Vogell’s story profiled Carson Luke, a young boy with autism, who sustained broken bones after educators grabbed him and tried to force him into a “scream room.” Her in-depth reporting and data analysis uncovered that children across the country faced similar harm at least 267,000 times in 2012.

“Every story from every family is just heartbreaking,” said Vogell, who discussed her piece with Tim McGuire, the Frank Russell Chair for the Business of Journalism at the Cronkite School. “I’m a parent with two kids, and some of these parents didn’t even know these things were happening.”

“Violent and Legal” underscored the common practice of educators secluding and physically restraining uncooperative children, sometimes with straps, handcuffs, bungee cords and even duct tape, documenting hundreds of thousands of cases a year. The piece was one of more than a dozen stories produced by Vogell and Annie Waldman that examined seclusion and restraint practices in schools.

The Schneider Award contest also had second-place and honorable-mention winners. Josh Kovner, a reporter at the Hartford Courant in Connecticut, took second for “Saving Evan: A Mother and Son Navigate the Challenges of Treating Autism.” Radio producer Eric Mennel received an honorable mention for a North Carolina public radio story, “Why Some NC Sterilization Victims Won't Get Share of $10 Million Fund.”

The annual journalism contest was created under a grant from Schneider, a retired clinical psychologist who has been blind since birth and who also supports the national Schneider Family Book Awards.

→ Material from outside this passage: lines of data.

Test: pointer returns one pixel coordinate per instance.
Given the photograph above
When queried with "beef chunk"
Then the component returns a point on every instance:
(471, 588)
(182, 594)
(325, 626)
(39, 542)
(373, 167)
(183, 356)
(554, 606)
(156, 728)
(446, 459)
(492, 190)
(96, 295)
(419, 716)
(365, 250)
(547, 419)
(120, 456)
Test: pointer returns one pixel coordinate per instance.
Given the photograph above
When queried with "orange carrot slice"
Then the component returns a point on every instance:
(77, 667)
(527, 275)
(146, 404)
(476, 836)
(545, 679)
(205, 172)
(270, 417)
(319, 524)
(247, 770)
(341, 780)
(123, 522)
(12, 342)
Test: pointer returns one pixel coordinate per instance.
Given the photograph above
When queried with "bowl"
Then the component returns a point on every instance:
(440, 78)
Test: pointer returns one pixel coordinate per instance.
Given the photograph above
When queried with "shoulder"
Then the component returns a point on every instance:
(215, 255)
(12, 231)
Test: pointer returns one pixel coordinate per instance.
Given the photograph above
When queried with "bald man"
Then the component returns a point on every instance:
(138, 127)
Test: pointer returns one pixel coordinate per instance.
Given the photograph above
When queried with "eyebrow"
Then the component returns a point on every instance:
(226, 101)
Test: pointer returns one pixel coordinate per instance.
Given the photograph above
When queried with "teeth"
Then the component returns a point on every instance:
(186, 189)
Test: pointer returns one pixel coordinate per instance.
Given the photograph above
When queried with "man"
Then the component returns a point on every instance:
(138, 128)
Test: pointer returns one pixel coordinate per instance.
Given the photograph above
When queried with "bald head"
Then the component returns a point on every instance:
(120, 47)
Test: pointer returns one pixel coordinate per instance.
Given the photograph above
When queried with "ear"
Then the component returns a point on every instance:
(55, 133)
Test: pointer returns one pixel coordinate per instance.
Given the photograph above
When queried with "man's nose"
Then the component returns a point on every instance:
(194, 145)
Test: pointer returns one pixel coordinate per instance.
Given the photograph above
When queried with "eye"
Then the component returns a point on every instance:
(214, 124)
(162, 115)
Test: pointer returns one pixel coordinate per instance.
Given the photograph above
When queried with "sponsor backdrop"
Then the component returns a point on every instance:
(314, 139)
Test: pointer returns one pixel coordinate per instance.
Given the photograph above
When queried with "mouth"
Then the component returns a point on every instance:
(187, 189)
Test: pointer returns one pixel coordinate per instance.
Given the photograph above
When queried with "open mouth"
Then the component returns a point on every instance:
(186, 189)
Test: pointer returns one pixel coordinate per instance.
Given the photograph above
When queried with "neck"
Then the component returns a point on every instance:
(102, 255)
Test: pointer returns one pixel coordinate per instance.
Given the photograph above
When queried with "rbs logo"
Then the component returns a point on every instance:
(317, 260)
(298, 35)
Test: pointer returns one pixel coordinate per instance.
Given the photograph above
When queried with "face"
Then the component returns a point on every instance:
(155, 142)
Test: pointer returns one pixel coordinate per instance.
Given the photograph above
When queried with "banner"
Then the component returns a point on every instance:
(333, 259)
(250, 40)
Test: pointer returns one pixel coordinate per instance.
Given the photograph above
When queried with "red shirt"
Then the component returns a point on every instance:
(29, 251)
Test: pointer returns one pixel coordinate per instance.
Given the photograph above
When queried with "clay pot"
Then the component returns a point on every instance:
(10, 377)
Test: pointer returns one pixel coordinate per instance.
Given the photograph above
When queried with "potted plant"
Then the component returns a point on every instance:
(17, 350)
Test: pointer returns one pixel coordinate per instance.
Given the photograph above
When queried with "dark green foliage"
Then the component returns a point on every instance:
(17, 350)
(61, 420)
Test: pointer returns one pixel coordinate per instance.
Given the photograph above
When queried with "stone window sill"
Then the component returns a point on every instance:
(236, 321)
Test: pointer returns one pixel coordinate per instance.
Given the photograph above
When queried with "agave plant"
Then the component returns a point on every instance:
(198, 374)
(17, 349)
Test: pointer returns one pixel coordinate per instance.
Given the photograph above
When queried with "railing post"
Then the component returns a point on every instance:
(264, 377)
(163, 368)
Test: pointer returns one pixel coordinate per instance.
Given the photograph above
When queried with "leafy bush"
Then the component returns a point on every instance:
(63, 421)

“This is the (award contest’s) third year and all of the stories have been exceptional,” said Schneider, who presented Vogell with her first-place award.

Past winners have included Dan Barry of The New York Times and Ryan Gabrielson of California Watch, part of the Center for Investigative Reporting. In the past three years, the contest has received more than 200 entries from leading journalism organizations across the country, said Kristin Gilger, Cronkite associate dean and director of the National Center on Disability and Journalism.

“Too often disability coverage can be superficial,” Gilger said. “Too often it can be inaccurate or offensive. The Schneider Award seeks to change all of that by recognizing the reporters who get it right and call attention to their work.”

The National Center on Disability and Journalism has been at the Cronkite School on ASU’s Downtown Phoenix campus since 2009. It is led by an advisory board consisting of award-winning media professionals and disability experts. The organization works to provide support and guidance to journalists as they cover people with disabilities.